R. Netravali, A. Sivaraman, J. Mickens, and H. Balakrishnan, “WatchTower: Fast, Secure Mobile Page Loads Using Remote Dependency Resolution,” in MobiSys, 2019. PaperAbstract
Remote dependency resolution (RDR) is a proxy-driven scheme for reducing mobile page load times; a proxy loads a requested page using a local browser, fetching the page’s resources over fast proxy-origin links instead of a client’s slow last-mile links. In this paper, we describe two fundamental challenges to efficient RDR proxying: the increasing popularity of encrypted HTTPS content, and the fact that, due to time-dependent network conditions and page properties, RDR proxying can actually increase load times. We solve these problems by introducing a new, secure proxying scheme for HTTPS traffic, and by implementing WatchTower, a selective proxying system that uses dynamic models of network conditions and page structures to only enable RDR when it is predicted to help. WatchTower loads pages 21.2%–41.3% faster than state-of-the-art proxies and server push systems, while preserving end-to-end HTTPS security.
F. Wang, R. Ko, and J. Mickens, “Riverbed: Enforcing User-defined Privacy Constraints in Distributed Web Services,” NSDI. 2019. PaperAbstract
Riverbed is a new framework for building privacy-respecting web services. Using a simple policy language, users define restrictions on how a remote service can process and store sensitive data. A transparent  Riverbed proxy sits between a user's front-end client (e.g., a web browser) and the back-end server code. The back-end code remotely attests to the proxy, demonstrating that the code respects user policies; in particular, the server code attests that it executes within a  Riverbed-compatible managed runtime that uses IFC to enforce user policies. If attestation succeeds, the proxy releases the user's data, tagging it with the user-defined policies. On the server-side, the  Riverbed runtime places all data with compatible policies into the same universe (i.e., the same isolated instance of the full web service). The universe mechanism allows  Riverbed to work with unmodified, legacy software; unlike prior IFC systems,  Riverbed does not require developers to reason about security lattices, or manually annotate code with labels.  Riverbed imposes only modest performance overheads, with worst-case slowdowns of 10% for several real applications.
J. Larisch, J. Mickens, and E. Kohler, “Alto: Lightweight VMs using Virtualization-aware Managed Runtimes,” in International Conference on Managed Languages & Runtimes (ManLang), Linz, Austria, 2018. PaperAbstract
Virtualization enables datacenter operators to safely run computations that belong to untrusted tenants. An ideal virtual machine has three properties: a small memory footprint; strong isolation from other VMs and the host OS; and the ability to maintain in-memory state across client requests. Unfortunately, modern virtualization technologies cannot provide all three properties at once. In this paper, we explain why, and propose a new virtualization approach, called Alto, that virtualizes at the layer of a managed runtime interface. Through careful design of (1) the application-facing managed interface and (2) the internal runtime architecture, Alto provides VMs that are small, secure, and stateful. Conveniently, Alto also simplifies VM operations like suspension, migration, and resumption. We provide several details about the proposed design, and discuss the remaining challenges that must be solved to fully realize the Alto vision.
R. Ko and J. Mickens, “DeadBolt: Securing IoT Deployments,” in Applied Networking Research Workshop, Montreal, Quebec, Canada, 2018. PaperAbstract

In an IoT deployment, network access policies are a critical determinant of security. Devices that run unpatched or insecure code should not be allowed to communicate with the outside world; furthermore, unknown external hosts should not be able to contact sensitive devices that reside within an IoT deployment.

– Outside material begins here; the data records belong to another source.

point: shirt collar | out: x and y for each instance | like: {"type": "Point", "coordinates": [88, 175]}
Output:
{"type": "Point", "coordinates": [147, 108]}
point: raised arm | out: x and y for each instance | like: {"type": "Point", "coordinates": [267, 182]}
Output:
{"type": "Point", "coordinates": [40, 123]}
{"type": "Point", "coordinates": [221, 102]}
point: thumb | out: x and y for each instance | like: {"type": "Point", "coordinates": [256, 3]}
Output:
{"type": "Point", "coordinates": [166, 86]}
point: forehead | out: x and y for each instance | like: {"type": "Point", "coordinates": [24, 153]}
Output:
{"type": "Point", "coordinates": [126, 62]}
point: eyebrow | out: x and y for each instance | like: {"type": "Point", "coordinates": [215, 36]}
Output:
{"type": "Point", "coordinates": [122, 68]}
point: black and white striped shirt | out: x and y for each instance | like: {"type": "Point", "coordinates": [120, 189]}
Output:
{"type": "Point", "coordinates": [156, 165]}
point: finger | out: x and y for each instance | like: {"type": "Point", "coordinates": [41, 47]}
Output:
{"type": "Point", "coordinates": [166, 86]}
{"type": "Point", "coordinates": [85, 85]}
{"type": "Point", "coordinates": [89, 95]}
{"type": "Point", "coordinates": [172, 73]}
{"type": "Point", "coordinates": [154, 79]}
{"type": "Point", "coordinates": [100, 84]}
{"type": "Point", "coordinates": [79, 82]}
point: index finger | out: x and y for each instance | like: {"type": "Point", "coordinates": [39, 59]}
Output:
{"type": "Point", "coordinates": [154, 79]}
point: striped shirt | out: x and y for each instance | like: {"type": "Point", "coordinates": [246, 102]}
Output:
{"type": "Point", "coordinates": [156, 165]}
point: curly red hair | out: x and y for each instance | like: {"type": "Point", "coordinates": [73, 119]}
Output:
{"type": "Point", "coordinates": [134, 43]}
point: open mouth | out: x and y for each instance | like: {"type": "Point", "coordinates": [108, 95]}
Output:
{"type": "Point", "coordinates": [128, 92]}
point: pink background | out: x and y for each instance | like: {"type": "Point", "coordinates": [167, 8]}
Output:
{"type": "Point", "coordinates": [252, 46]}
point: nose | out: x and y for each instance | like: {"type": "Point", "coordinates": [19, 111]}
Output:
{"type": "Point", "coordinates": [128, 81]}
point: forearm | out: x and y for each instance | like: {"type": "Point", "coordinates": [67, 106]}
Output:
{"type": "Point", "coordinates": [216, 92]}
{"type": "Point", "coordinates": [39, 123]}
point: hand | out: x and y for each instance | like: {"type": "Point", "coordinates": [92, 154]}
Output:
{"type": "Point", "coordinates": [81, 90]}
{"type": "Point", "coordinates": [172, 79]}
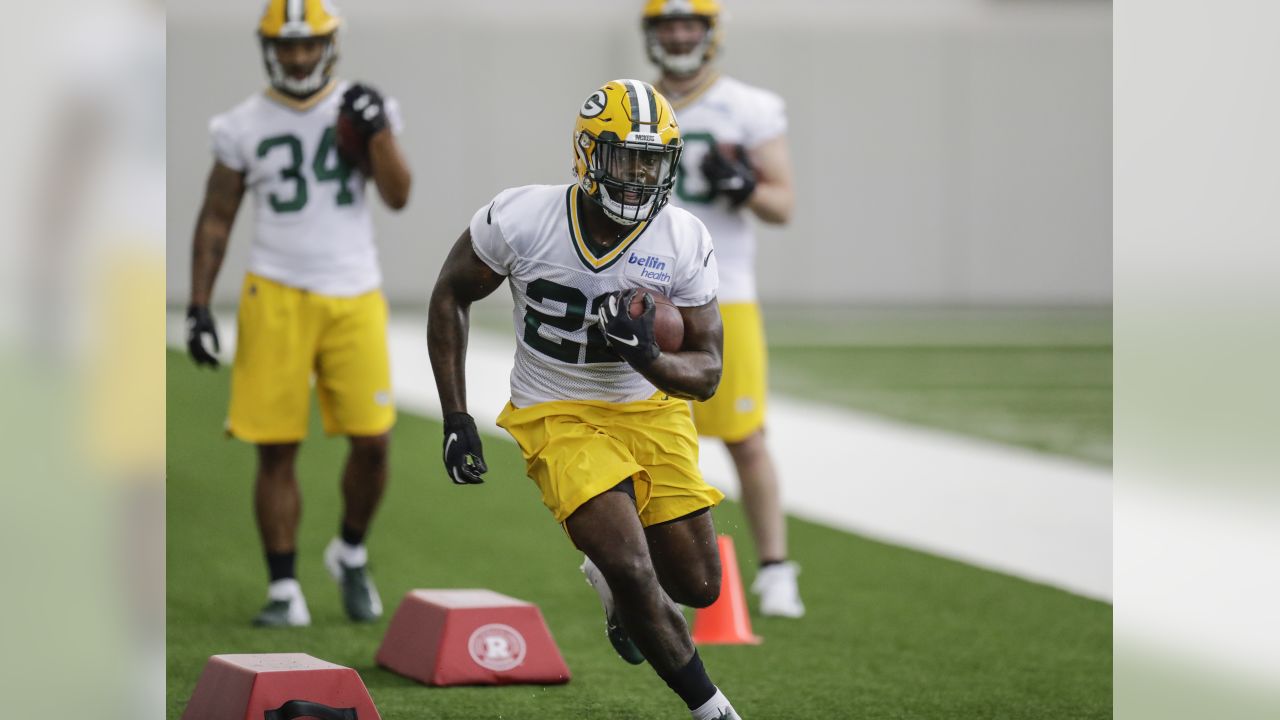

In this paper, we introduce DeadBolt, a new security framework for managing IoT network access. DeadBolt hides all of the devices in an IoT deployment behind an access point that implements deny-by-default policies for both incoming and outgoing traffic. The DeadBolt AP also forces high-end IoT devices to use remote attestation to gain network access; attestation allows the devices to prove that they run up-to-date, trusted software. For lightweight IoT devices which lack the ability to attest, the DeadBolt AP uses virtual drivers (essentially, security-focused virtual network functions) to protect lightweight device traffic. For example, a virtual driver might provide network intrusion detection, or encrypt device traffic that is natively cleartext. Using these techniques, and several others, DeadBolt can prevent realistic attacks while imposing only modest performance costs.

R. Netravali and J. Mickens, “Remote-Control Caching: Proxy-based URL Rewriting to Decrease Mobile Browsing Bandwidth,” in HotMobile, Tempe, Arizona, 2018. PaperAbstract

Mobile browsers suffer from unnecessary cache misses. The same binary object is often named by multiple URLs which correspond to different cache keys. Furthermore, servers frequently mark objects as uncacheable, even though the objects' content is stable over time.

In this paper, we quantify the excess network traffic that mobile devices generate due to inefficient caching logic. We demonstrate that mobile page loads suffer from more redundant transfers than reported by prior studies which focused on desktop page loads. We then propose a new scheme, called Remote-Control Caching (RC2), in which web proxies (owned by mobile carriers or device manufacturers) track the aliasing relationships between the objects that a client has fetched, and the URLs that were used to fetch those objects. Leveraging knowledge of those aliases, a proxy dynamically rewrites the URLs inside of pages, allowing the client's local browser cache to satisfy a larger fraction of requests. Using a concrete implementation of RC2, we show that, for two loads of a page separated by 8 hours, RC2 reduces bandwidth consumption by a median of 52%. As a result, mobile browsers can save a median of 469 KB per warm-cache page load.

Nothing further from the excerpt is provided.